All of this from an empty gymnasium. That which came before, allows voice to that which comes after. Those four walls and that floor have held a plethora of dreams, hopes, wins, losses, successes and failures. Hundreds of thousands of tears, hurt feelings, hugs, handshakes, drops of sweat and blood have mixed with years of effort and a million personal victories and epiphanies to make it that way. These places are a tribute to the power of sport, the potential of individuals and the test of the human condition. When you stand and breathe your breathing legacy.

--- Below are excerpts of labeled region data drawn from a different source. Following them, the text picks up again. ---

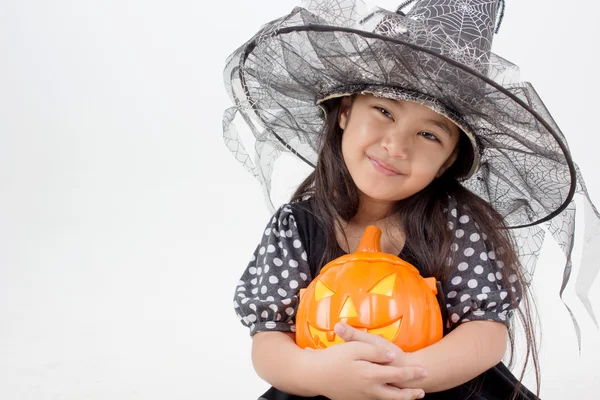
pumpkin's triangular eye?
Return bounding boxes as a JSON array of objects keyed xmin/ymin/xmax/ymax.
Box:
[
  {"xmin": 315, "ymin": 280, "xmax": 334, "ymax": 301},
  {"xmin": 369, "ymin": 273, "xmax": 396, "ymax": 297}
]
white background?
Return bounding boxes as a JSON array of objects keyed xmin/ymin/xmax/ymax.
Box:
[{"xmin": 0, "ymin": 0, "xmax": 600, "ymax": 400}]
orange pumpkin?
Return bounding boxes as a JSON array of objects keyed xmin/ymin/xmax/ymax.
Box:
[{"xmin": 296, "ymin": 226, "xmax": 443, "ymax": 352}]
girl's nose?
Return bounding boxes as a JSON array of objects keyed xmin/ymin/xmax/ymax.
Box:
[{"xmin": 381, "ymin": 130, "xmax": 411, "ymax": 159}]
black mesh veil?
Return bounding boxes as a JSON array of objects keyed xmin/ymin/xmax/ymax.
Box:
[{"xmin": 223, "ymin": 0, "xmax": 600, "ymax": 340}]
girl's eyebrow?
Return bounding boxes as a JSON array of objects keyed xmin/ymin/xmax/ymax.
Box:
[
  {"xmin": 426, "ymin": 119, "xmax": 453, "ymax": 137},
  {"xmin": 383, "ymin": 97, "xmax": 454, "ymax": 137}
]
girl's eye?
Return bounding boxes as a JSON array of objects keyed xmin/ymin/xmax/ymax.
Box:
[
  {"xmin": 375, "ymin": 107, "xmax": 394, "ymax": 119},
  {"xmin": 419, "ymin": 132, "xmax": 439, "ymax": 142}
]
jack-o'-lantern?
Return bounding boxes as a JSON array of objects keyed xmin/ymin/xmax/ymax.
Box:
[{"xmin": 296, "ymin": 226, "xmax": 443, "ymax": 352}]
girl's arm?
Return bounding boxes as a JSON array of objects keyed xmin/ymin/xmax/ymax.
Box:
[
  {"xmin": 403, "ymin": 321, "xmax": 508, "ymax": 392},
  {"xmin": 252, "ymin": 332, "xmax": 425, "ymax": 400},
  {"xmin": 336, "ymin": 321, "xmax": 508, "ymax": 393},
  {"xmin": 252, "ymin": 332, "xmax": 319, "ymax": 397}
]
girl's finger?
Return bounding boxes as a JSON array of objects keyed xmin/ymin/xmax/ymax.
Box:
[{"xmin": 378, "ymin": 365, "xmax": 427, "ymax": 386}]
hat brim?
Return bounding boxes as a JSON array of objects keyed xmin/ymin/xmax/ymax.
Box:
[{"xmin": 225, "ymin": 15, "xmax": 576, "ymax": 228}]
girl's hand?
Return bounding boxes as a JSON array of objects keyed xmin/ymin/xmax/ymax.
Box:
[
  {"xmin": 335, "ymin": 323, "xmax": 427, "ymax": 388},
  {"xmin": 307, "ymin": 342, "xmax": 425, "ymax": 400}
]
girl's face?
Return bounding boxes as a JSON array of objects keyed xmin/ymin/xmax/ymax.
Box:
[{"xmin": 339, "ymin": 95, "xmax": 460, "ymax": 202}]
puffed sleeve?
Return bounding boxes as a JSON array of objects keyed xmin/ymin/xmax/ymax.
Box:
[
  {"xmin": 442, "ymin": 199, "xmax": 521, "ymax": 329},
  {"xmin": 233, "ymin": 204, "xmax": 312, "ymax": 336}
]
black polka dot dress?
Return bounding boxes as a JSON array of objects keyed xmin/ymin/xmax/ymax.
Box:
[{"xmin": 233, "ymin": 199, "xmax": 535, "ymax": 400}]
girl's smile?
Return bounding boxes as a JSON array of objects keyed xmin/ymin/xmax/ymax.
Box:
[{"xmin": 339, "ymin": 95, "xmax": 460, "ymax": 204}]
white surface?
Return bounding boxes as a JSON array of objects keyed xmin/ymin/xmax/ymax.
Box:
[{"xmin": 0, "ymin": 0, "xmax": 600, "ymax": 400}]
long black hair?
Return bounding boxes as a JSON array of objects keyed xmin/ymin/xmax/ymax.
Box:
[{"xmin": 290, "ymin": 98, "xmax": 540, "ymax": 397}]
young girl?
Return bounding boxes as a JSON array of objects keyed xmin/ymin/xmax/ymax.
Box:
[{"xmin": 224, "ymin": 0, "xmax": 596, "ymax": 400}]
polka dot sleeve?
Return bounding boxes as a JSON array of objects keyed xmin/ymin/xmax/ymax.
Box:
[
  {"xmin": 233, "ymin": 204, "xmax": 311, "ymax": 336},
  {"xmin": 443, "ymin": 200, "xmax": 521, "ymax": 329}
]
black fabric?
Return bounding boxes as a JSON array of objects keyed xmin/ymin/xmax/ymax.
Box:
[{"xmin": 259, "ymin": 200, "xmax": 537, "ymax": 400}]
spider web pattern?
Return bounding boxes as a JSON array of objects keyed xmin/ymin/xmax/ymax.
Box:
[{"xmin": 223, "ymin": 0, "xmax": 600, "ymax": 344}]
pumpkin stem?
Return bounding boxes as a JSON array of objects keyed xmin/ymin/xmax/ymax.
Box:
[{"xmin": 356, "ymin": 225, "xmax": 381, "ymax": 253}]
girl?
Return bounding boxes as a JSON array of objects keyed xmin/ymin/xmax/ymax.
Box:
[{"xmin": 224, "ymin": 0, "xmax": 596, "ymax": 400}]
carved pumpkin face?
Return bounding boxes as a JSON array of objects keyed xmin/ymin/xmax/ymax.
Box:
[{"xmin": 296, "ymin": 226, "xmax": 443, "ymax": 351}]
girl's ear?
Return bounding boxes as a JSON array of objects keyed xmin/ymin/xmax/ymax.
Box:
[{"xmin": 338, "ymin": 96, "xmax": 352, "ymax": 130}]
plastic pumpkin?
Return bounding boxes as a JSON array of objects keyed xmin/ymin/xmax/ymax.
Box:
[{"xmin": 296, "ymin": 226, "xmax": 443, "ymax": 352}]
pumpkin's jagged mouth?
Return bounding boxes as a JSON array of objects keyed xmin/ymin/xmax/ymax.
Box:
[{"xmin": 308, "ymin": 317, "xmax": 402, "ymax": 349}]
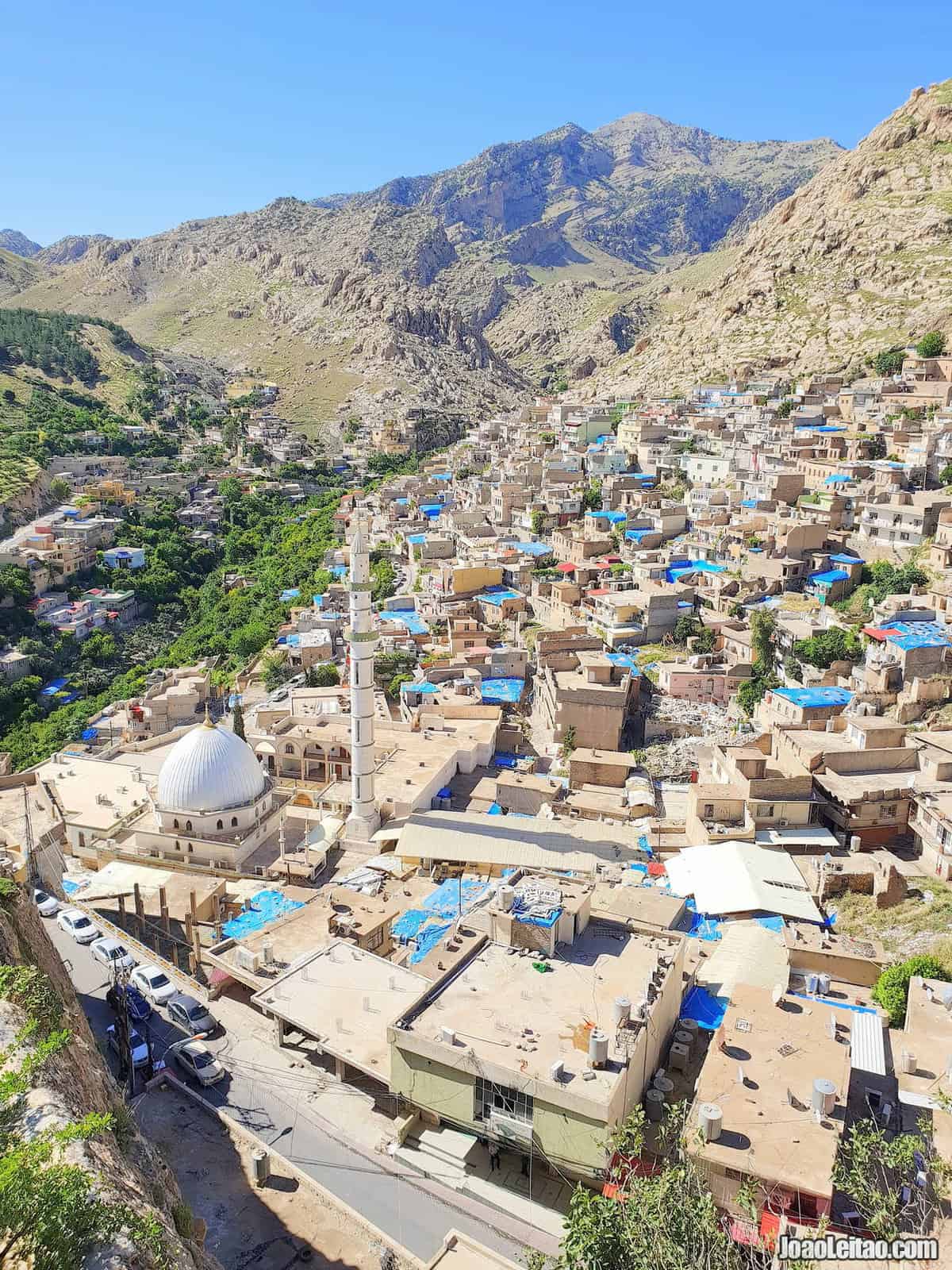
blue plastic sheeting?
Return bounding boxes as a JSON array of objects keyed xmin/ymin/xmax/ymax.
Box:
[
  {"xmin": 482, "ymin": 678, "xmax": 525, "ymax": 705},
  {"xmin": 381, "ymin": 608, "xmax": 429, "ymax": 635},
  {"xmin": 476, "ymin": 587, "xmax": 519, "ymax": 607},
  {"xmin": 754, "ymin": 917, "xmax": 785, "ymax": 935},
  {"xmin": 773, "ymin": 688, "xmax": 853, "ymax": 709},
  {"xmin": 512, "ymin": 895, "xmax": 562, "ymax": 931},
  {"xmin": 585, "ymin": 510, "xmax": 628, "ymax": 525},
  {"xmin": 885, "ymin": 622, "xmax": 952, "ymax": 650},
  {"xmin": 493, "ymin": 749, "xmax": 519, "ymax": 767},
  {"xmin": 681, "ymin": 988, "xmax": 730, "ymax": 1031},
  {"xmin": 789, "ymin": 992, "xmax": 876, "ymax": 1014},
  {"xmin": 506, "ymin": 542, "xmax": 552, "ymax": 556},
  {"xmin": 605, "ymin": 652, "xmax": 641, "ymax": 675},
  {"xmin": 222, "ymin": 891, "xmax": 305, "ymax": 940}
]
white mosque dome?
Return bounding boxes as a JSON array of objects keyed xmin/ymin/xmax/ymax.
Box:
[{"xmin": 156, "ymin": 720, "xmax": 265, "ymax": 813}]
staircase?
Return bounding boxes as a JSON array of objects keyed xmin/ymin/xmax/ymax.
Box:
[{"xmin": 395, "ymin": 1126, "xmax": 481, "ymax": 1190}]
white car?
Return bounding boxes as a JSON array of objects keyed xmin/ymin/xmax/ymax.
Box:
[
  {"xmin": 33, "ymin": 887, "xmax": 60, "ymax": 917},
  {"xmin": 106, "ymin": 1024, "xmax": 148, "ymax": 1068},
  {"xmin": 89, "ymin": 938, "xmax": 136, "ymax": 970},
  {"xmin": 169, "ymin": 1040, "xmax": 225, "ymax": 1084},
  {"xmin": 56, "ymin": 908, "xmax": 103, "ymax": 944},
  {"xmin": 129, "ymin": 965, "xmax": 179, "ymax": 1006}
]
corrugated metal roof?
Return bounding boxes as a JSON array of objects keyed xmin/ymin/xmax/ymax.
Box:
[{"xmin": 849, "ymin": 1014, "xmax": 886, "ymax": 1076}]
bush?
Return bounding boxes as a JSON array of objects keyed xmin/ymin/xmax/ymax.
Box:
[
  {"xmin": 872, "ymin": 956, "xmax": 950, "ymax": 1027},
  {"xmin": 916, "ymin": 330, "xmax": 946, "ymax": 357}
]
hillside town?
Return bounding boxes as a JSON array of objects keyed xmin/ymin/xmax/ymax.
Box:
[{"xmin": 0, "ymin": 333, "xmax": 952, "ymax": 1270}]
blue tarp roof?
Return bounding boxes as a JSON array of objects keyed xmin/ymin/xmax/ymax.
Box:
[
  {"xmin": 381, "ymin": 608, "xmax": 429, "ymax": 635},
  {"xmin": 506, "ymin": 542, "xmax": 552, "ymax": 556},
  {"xmin": 222, "ymin": 891, "xmax": 305, "ymax": 940},
  {"xmin": 773, "ymin": 688, "xmax": 853, "ymax": 709},
  {"xmin": 400, "ymin": 679, "xmax": 440, "ymax": 692},
  {"xmin": 681, "ymin": 987, "xmax": 730, "ymax": 1031},
  {"xmin": 476, "ymin": 587, "xmax": 519, "ymax": 607},
  {"xmin": 884, "ymin": 622, "xmax": 952, "ymax": 652},
  {"xmin": 482, "ymin": 675, "xmax": 525, "ymax": 705},
  {"xmin": 585, "ymin": 510, "xmax": 628, "ymax": 525}
]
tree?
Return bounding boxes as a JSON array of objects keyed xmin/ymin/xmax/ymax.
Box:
[
  {"xmin": 262, "ymin": 652, "xmax": 290, "ymax": 692},
  {"xmin": 783, "ymin": 654, "xmax": 804, "ymax": 683},
  {"xmin": 916, "ymin": 330, "xmax": 946, "ymax": 357},
  {"xmin": 871, "ymin": 348, "xmax": 906, "ymax": 379},
  {"xmin": 750, "ymin": 610, "xmax": 777, "ymax": 673},
  {"xmin": 305, "ymin": 662, "xmax": 340, "ymax": 688},
  {"xmin": 582, "ymin": 480, "xmax": 601, "ymax": 512},
  {"xmin": 793, "ymin": 626, "xmax": 863, "ymax": 677},
  {"xmin": 385, "ymin": 675, "xmax": 414, "ymax": 701},
  {"xmin": 833, "ymin": 1118, "xmax": 952, "ymax": 1240},
  {"xmin": 671, "ymin": 616, "xmax": 701, "ymax": 644},
  {"xmin": 872, "ymin": 956, "xmax": 952, "ymax": 1027}
]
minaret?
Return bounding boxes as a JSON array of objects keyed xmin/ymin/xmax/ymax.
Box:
[{"xmin": 344, "ymin": 504, "xmax": 379, "ymax": 842}]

2) Next time your in a huddle look up.

Look into someone's eyes and see if you can see beyond. See if you can see past the moment, past the frustration, past the emotion. Look and find that feeling that you would do anything, go anywhere and that nothing else in the world matters, because all you can see is the rest of your life. Feeling your body aching, but putting it aside instantly to push forward. The sudden certainty that you are part of something bigger then yourself. A sense of team and fraternity that makes you want to push yourself beyond pain, beyond illness, beyond healthy sacrifice without care because of what you can prove to yourself and those around you.

Look and see the unbridled passion of youth doing something it loves. Witness desire to a point of utter frustration melt behind passion, belief in ones invincibility, and refusal to ever stand down. Feel the wholesomeness of soundless feeling, lungs burning, adrenaline flowing, muscles aching but all leading to clarity of thought and certainty of purpose.

Search for that gleam in the eye of those performing or desperate to perform the impossible. Every ounce of their being will vibrate with the need and want, but they will know that they can never be in over their head, frightened of possible consequences or trying and failing. They will know this because in that same moment they will be looking for that same thing in you and finding that same certainty, that same life, that same belief shining through in your eyes.


These are just a couple of the thousands of moments that this game has that keep me coming back for more. Maybe as time goes on I'll add some more.

I hope there are moments that bring you passion and joy. In the journey of basketball and life you need only hold the same thought in mind: "There is no such thing as can I, can't I, will or won't it happen. There is only - Do I care enough?"